Edward Ferrero was a nationally reknowned choreographer, dance instructor and ballroom operator in New York City. He learned his technique from his Italian born father. He was retained as a part time ballroom dancing instructor at the United States Military Academy and in the process he became acquainted with many officers and cadets who became prominent leaders of the Civil War. He was the author of the 1859 book Art of Dancing. He was well acquainted with New York society through his work with the elite and wealthy of New York.
He had been a Lieutenant Colonel in the 11th New York Militia for six years. Ferrero paid to raise the 51st New York Infantry with his own funds. He was appointed its colonel. He was most well known for his role in the ill-fated execution of the assault at the Petersburg Crater 30 July 1864. He was less well known for his unit being in the van of the storming of the Rohrbach (Burnside) Bridge at Antietam on 17 September 1862 where his personal bravery won him promotion the Brigadier General of Volunteers. He led his Brigade with distinction at Vicksburg and commanding a division at Knoxville he was in command of the defense of Ft Sanders, where Longstreet was turned back on 29 November 1863. He served through the Appomattox Campaign and was brevetted a Major General on 2 December 1864.

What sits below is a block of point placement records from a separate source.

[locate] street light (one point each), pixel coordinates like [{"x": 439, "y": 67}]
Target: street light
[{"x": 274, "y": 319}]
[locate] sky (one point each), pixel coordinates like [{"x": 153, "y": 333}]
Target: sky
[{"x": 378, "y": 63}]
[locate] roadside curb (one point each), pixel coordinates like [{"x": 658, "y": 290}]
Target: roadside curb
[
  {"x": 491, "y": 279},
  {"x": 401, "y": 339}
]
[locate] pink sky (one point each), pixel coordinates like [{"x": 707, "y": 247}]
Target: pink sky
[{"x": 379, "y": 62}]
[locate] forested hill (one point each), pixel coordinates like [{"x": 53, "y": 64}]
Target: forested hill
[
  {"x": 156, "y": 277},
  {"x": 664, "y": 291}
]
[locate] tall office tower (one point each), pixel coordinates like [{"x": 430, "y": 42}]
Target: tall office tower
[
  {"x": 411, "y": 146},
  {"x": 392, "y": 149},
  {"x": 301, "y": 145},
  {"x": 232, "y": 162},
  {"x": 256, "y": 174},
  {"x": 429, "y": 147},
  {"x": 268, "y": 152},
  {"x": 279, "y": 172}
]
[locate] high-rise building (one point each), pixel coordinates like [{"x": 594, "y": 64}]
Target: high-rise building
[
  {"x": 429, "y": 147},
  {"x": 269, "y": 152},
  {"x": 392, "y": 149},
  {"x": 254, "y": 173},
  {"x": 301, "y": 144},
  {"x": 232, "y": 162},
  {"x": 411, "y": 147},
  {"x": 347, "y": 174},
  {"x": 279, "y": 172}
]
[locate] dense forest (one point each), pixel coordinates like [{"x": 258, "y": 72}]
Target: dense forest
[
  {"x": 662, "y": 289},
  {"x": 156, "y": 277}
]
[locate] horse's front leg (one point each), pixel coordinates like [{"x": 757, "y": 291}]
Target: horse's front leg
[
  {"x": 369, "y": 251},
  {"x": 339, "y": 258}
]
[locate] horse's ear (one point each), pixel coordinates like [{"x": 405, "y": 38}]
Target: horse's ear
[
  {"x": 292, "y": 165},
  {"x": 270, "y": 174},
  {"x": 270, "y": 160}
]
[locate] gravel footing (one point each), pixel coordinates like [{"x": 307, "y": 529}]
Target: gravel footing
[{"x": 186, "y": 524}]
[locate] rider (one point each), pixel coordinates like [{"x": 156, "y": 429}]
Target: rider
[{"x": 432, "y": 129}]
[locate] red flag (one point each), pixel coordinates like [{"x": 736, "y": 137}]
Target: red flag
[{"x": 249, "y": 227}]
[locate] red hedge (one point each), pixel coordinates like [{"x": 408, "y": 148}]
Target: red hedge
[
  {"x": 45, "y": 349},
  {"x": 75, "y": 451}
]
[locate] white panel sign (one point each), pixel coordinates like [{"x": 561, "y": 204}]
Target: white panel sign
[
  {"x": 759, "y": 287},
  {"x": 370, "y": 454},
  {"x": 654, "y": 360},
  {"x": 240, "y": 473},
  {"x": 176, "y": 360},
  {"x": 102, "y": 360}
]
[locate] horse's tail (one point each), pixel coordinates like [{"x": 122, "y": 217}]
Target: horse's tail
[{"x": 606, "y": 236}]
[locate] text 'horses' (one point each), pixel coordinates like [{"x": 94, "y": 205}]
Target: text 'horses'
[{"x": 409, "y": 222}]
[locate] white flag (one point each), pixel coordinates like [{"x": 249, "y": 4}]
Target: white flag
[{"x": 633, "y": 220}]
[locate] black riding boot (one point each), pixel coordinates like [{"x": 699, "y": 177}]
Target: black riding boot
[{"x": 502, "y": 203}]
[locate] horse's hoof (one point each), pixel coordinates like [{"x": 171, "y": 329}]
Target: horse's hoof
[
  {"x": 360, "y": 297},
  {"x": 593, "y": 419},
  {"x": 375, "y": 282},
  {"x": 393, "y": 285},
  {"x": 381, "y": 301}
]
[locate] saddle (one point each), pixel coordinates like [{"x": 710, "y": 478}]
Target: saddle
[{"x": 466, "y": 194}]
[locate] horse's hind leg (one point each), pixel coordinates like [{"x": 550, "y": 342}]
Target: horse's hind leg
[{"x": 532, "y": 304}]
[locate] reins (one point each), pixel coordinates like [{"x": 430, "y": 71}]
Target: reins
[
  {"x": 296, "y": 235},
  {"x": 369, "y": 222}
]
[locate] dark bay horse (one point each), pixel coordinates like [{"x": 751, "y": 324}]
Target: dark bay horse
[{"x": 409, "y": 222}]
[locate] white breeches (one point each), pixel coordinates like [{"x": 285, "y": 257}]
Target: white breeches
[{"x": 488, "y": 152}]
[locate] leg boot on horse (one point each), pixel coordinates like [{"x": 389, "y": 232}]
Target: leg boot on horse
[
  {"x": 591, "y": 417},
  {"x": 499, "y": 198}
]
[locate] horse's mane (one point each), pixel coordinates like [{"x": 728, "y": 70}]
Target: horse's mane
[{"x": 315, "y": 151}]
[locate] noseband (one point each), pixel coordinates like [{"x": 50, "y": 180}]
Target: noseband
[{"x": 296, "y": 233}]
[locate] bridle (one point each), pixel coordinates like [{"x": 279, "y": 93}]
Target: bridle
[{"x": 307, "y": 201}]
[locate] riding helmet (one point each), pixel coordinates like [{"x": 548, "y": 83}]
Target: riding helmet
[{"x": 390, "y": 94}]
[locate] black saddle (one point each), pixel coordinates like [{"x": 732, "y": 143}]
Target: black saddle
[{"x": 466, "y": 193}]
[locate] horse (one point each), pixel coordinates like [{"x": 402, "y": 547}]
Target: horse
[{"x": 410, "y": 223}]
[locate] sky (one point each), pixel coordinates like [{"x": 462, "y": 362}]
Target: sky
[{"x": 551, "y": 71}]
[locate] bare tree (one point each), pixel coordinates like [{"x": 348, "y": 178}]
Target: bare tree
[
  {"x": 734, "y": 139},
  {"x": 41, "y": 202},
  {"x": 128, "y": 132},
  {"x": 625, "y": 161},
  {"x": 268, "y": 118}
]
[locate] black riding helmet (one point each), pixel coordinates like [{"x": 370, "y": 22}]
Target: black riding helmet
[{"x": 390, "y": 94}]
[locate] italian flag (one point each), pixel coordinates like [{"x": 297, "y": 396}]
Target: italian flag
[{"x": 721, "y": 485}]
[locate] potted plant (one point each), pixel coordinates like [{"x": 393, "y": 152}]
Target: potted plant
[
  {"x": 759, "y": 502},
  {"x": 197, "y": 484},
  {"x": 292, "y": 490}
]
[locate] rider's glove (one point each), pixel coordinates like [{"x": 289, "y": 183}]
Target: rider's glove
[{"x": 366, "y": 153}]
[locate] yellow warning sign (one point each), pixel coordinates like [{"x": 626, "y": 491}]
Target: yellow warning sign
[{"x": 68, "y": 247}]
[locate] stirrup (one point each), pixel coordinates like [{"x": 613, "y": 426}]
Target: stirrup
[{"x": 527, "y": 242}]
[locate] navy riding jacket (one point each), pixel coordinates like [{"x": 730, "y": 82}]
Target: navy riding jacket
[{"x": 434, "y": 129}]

Upon returning to to New York he did not reopen his dance academy but opened a ball-room in a leased building which became the famous Apollo Theater in Harlem. His second best selling book, The History of Dancing is still in print today. Published by Kessinger LLC in paper and hard cover the 76 page book is considered a classic. Ferrero retired in 1889 as the foremost dance instructor in the United States.